The Auditor-General was positive in that:
- ‘the design of the MMRs aligns with the government’s policy objectives, which were to drive growth in Aboriginal and Torres Strait Islander businesses and employment’
- ‘industry coverage criteria and contract value threshold for the MMRs support the government’s policy objectives by achieving broad coverage while limiting compliance burden’
It criticised the Department of Prime Minister and Cabinet for not having an implementation plan for the MMRs in 2015, and noted that National Indigenous Australians Agency, which took over management of the Indigenous Procurement Policy in mid-2019, had developed an implementation plan for the extension of the MMR to other industries in July 2020.

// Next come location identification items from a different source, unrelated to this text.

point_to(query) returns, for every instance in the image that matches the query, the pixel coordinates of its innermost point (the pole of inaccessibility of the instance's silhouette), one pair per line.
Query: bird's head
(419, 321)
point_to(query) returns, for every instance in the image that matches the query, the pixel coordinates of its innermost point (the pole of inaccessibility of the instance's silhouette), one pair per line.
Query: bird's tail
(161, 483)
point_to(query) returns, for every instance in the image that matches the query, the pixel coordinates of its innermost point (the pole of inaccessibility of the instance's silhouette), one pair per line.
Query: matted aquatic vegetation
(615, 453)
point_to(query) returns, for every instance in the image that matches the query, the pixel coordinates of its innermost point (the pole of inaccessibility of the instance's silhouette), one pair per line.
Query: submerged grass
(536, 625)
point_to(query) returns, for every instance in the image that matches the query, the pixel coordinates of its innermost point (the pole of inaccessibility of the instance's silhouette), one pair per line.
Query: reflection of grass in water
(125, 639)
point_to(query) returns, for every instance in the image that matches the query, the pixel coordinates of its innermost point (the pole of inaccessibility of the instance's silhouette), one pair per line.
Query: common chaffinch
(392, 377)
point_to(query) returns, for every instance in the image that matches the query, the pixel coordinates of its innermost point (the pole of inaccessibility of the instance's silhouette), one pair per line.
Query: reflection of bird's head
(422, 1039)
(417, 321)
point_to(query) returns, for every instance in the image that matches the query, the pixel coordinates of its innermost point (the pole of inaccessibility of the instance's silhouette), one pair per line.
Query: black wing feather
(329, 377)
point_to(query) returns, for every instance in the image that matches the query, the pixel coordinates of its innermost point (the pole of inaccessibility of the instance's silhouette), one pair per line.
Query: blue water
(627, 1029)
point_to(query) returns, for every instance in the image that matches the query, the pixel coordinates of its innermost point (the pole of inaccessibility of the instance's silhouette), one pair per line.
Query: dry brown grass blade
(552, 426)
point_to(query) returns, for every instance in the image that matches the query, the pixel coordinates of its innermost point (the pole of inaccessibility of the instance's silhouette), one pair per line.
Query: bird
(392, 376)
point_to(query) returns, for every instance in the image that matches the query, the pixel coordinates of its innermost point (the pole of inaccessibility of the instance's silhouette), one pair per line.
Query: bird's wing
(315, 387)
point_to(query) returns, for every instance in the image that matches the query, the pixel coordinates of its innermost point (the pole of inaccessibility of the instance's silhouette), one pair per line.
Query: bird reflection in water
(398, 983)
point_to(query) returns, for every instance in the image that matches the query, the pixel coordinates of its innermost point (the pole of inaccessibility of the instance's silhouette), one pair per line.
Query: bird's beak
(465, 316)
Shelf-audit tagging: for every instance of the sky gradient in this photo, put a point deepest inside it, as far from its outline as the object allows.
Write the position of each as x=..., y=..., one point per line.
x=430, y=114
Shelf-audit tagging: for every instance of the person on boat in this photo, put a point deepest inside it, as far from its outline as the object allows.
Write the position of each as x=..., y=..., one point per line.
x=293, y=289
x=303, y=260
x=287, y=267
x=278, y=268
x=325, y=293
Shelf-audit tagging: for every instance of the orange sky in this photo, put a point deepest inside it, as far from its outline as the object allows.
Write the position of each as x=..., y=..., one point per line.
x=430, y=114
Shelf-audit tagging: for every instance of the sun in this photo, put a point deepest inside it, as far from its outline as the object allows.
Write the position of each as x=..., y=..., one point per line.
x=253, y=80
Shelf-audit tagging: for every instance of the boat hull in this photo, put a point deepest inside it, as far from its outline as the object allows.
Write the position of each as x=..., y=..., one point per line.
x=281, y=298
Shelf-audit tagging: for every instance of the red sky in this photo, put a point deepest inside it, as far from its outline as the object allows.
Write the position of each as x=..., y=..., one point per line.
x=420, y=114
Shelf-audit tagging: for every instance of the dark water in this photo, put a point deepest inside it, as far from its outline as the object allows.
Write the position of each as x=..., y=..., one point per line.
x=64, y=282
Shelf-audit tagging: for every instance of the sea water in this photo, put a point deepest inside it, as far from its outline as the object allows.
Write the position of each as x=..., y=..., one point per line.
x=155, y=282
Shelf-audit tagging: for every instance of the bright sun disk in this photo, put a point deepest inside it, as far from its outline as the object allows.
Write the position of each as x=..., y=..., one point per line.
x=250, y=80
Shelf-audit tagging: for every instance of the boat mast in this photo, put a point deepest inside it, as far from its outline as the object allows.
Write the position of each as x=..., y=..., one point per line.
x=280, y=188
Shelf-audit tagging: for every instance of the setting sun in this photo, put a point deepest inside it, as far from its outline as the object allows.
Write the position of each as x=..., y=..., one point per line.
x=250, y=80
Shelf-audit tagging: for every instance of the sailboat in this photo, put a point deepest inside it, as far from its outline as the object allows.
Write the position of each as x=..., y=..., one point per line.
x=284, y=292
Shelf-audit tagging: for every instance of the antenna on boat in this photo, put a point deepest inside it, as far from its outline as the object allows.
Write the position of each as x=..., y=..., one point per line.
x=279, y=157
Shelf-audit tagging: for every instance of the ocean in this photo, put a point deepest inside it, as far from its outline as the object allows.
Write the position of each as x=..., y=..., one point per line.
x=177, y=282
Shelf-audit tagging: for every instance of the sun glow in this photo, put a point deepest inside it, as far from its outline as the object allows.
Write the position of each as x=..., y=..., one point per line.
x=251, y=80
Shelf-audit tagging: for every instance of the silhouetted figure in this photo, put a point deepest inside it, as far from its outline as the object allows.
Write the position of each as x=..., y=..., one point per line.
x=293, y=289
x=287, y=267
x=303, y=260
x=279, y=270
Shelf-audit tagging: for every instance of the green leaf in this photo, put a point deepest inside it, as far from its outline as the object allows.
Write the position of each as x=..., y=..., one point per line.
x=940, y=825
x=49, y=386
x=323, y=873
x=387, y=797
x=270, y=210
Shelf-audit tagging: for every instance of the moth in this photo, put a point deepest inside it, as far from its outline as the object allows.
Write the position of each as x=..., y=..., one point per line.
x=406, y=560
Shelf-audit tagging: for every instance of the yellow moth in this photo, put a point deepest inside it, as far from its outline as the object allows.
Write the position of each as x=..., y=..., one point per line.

However it found that MMRs hade not been implemented and monitored effectively ‘due to inadequate implementation planning and delays in establishing a centralised monitoring system’.
While PMC and NIAA had publicised the MMRs, they had not provided government department and agencies, or contractors, with sufficient guidance on complying with the MMRs. As a consequence, compliance cannot be enforced and policy outcomes cannot be evaluated.
Some government department and agencies ‘fell short of the standard required for managing major procurements,’ the Auditor-General’s report said.